Özlediğim Çocukluk
***Tepelerine tırmandığım erik ağaçlarının bulunduğu bahçelerde kuş
Cıvıltılarını dinlediğimiz,
***Mahalle aralarında erkek çocukların takım oluşturduğu, eften püften
kalelerin kurulup futbol oynadığı,
***Sek sek, yakar top, is top, çelik çomak, saklambaç, beştaş, 9 kiremit( dalye)
misket, köşe kapmaca, yağ satarım, bezirgân başı, tilki tilki saatin kaç,
kulaktan kulağa, körebe; daha sonraları langırt( Masa futbolu )gibi
oyunların oynandığı,
***Dizlerimizin kanadığı,
***Bilgisayarın henüz olmadığı, radyoda ‘’ Okul Saati’’ , akşamları da
heyecanla beklenen ‘’Radyo Tiyatrosu’’nun dinlenildiği, o
karakterleri canlandıran sanatçıların seslerinin kulaklardan
silinmediği,
***Hafta sonları toplanıp sinemaya gittiğimiz,
***Kan kardeş olunan,
***Plakların dinlenildiği,
***Maksim’de, Çakıl Gazinosunda evde yapılmış kuru köfteli, zeytinyağlı
dolmalı ‘’ Kadınlar Matinesi’’nin yapıldığı,
***Bayramlarda el öpen çocuklara ucuna demir para bağlanmış
mendillerin verildiği,
*** siyah beyaz resimlerin çektirildiği,
***Güneşin sanki daha farklı ısıttığı,
***Şen kahkahalarla sokakların çınladığı,
***Sanki daha kolay mutlu olabildiğimiz,
***Pazarlarda alışverişte filelerin, bakkallarda kesekâğıtlarının kullanıldığı,
***Kadınların daha bir kadın, erkeklerin daha bir erkek olduğu,
***Sevgi ve aşkların bu kadar ayağa düşürülmediği,
***Henüz GDO’lu ürünlerin olmadığı,
çocukluk yıllarımı özledim. Fırtına gibi gelip geçmiş sanki ama yıkıp geçerek değil, yapıp geçerek…
Büyüdük, bir yanımız çocuk kaldı hâlâ. Uzatsam elimi dokunabileceğim, tutabileceğim kadar yakın sanki anılar…
Ne çabuk geçmiş çocukluğum, ne çabuk büyümüşüm…
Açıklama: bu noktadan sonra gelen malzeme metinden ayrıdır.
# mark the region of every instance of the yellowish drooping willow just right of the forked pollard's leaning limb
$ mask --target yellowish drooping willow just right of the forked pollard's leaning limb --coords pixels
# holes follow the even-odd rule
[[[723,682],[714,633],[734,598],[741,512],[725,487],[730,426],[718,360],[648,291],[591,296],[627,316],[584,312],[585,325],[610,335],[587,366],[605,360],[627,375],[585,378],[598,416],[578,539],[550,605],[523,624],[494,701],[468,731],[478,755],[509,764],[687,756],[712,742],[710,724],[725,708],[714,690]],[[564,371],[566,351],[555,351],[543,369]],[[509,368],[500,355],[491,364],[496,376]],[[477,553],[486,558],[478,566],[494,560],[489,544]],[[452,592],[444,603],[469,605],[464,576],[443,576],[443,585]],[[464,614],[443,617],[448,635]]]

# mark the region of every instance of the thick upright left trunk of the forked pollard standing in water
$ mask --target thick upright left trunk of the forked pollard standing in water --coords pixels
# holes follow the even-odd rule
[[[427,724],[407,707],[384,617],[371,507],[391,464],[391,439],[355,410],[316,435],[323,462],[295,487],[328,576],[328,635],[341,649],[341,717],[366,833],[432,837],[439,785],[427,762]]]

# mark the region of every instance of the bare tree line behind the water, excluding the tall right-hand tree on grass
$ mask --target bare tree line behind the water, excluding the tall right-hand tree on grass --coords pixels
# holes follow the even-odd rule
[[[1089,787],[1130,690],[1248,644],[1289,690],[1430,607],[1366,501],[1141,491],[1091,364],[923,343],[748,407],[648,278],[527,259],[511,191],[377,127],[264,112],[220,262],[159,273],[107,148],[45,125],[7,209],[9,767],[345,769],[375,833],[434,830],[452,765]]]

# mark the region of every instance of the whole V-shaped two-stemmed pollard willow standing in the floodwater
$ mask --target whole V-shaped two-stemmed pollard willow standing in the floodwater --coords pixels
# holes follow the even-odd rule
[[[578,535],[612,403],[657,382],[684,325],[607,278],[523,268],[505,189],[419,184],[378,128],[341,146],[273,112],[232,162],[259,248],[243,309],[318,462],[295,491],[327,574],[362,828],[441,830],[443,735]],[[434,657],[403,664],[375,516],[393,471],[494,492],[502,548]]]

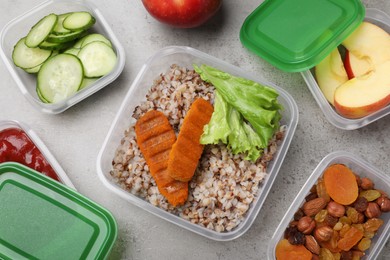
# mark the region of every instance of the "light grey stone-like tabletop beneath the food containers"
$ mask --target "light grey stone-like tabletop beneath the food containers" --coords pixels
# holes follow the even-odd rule
[[[40,2],[1,0],[0,29]],[[112,259],[266,259],[279,221],[325,155],[350,151],[390,175],[388,116],[359,130],[339,130],[325,119],[300,74],[282,72],[242,46],[240,27],[261,2],[225,0],[207,26],[182,30],[155,21],[140,0],[95,0],[126,50],[126,66],[114,83],[59,115],[32,107],[0,62],[0,119],[19,120],[33,128],[78,191],[114,214],[119,233]],[[389,0],[363,2],[390,13]],[[124,95],[146,59],[168,45],[191,46],[274,82],[299,107],[294,139],[263,209],[250,230],[231,242],[215,242],[161,220],[112,194],[97,177],[97,154]],[[389,242],[380,259],[390,259]]]

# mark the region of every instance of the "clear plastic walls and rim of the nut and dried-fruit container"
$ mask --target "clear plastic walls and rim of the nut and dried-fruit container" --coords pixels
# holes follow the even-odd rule
[[[287,213],[284,215],[271,239],[271,242],[269,243],[267,252],[268,259],[276,258],[276,245],[282,239],[284,231],[294,217],[294,213],[303,205],[305,196],[310,193],[310,189],[317,183],[318,178],[322,176],[324,170],[335,163],[345,164],[352,169],[355,174],[361,177],[370,178],[374,182],[376,189],[383,190],[387,194],[390,193],[390,177],[388,175],[385,175],[374,166],[354,154],[344,151],[330,153],[315,168],[296,196],[295,200],[292,202],[290,208],[287,210]],[[383,219],[384,224],[372,239],[371,247],[369,250],[365,251],[366,255],[362,258],[362,260],[377,259],[380,251],[390,237],[390,213],[384,213],[380,218]]]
Biliyorum ki değişmeyen tek şey değişimin kendisidir. Evet, pek çok şey değişti, değişmeliydi. Ama insanlığı da kaybettik yavaş yavaş. Değerleri de kaybettik. Savaşları naklen izlemeye başladık artık. Aşkları bilgisayar başında yaşar olduk. Zaman su gibi akar oldu. Sıcak ve güven dolu bir merhabalara hasret kalınır oldu. Kimse sokağa çıktığınsa ‘’ Sabah şerifleriniz hayır olsun efendim.’’ demiyor artık. Deli özlemler yaşanıyor, deli özlemler sadece…
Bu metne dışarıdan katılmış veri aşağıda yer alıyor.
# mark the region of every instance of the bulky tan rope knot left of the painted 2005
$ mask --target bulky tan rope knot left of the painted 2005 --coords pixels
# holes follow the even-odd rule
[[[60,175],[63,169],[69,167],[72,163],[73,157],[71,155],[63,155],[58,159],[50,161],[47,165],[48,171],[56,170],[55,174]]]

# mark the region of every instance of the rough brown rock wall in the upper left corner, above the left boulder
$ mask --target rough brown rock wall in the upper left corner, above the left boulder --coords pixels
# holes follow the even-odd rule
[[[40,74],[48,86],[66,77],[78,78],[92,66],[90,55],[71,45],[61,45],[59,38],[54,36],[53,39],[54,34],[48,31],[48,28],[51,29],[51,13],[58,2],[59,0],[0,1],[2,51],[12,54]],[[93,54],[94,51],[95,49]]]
İmza: Eski bir çocuk ( Müşerref ÖZDAŞ )
YORUMLAR
Müşerref hanım yazınızı okuyunca benim çocukluğumu anlatıyorsunuz sandım.
Çocuk saati benim vazgeçemediğim, heyecanla beklediğim bir eğlencemdi.
Radya tiyatrolarını biraz daha büyüdüğümde annemle dinlerdik.Radyo parazit yapar, en heyecanlı yerinde anlamazdık.
İlk televizyon yayınları on onikili yaşlarıma denk gelir.
Sokaklar oyun oynayan bizler için şimdikinden çok çok güvenliydi.
Yazınız beni çok gerilere döndürdü.
Paylaşımınız için teşekkürler, saygılarımla.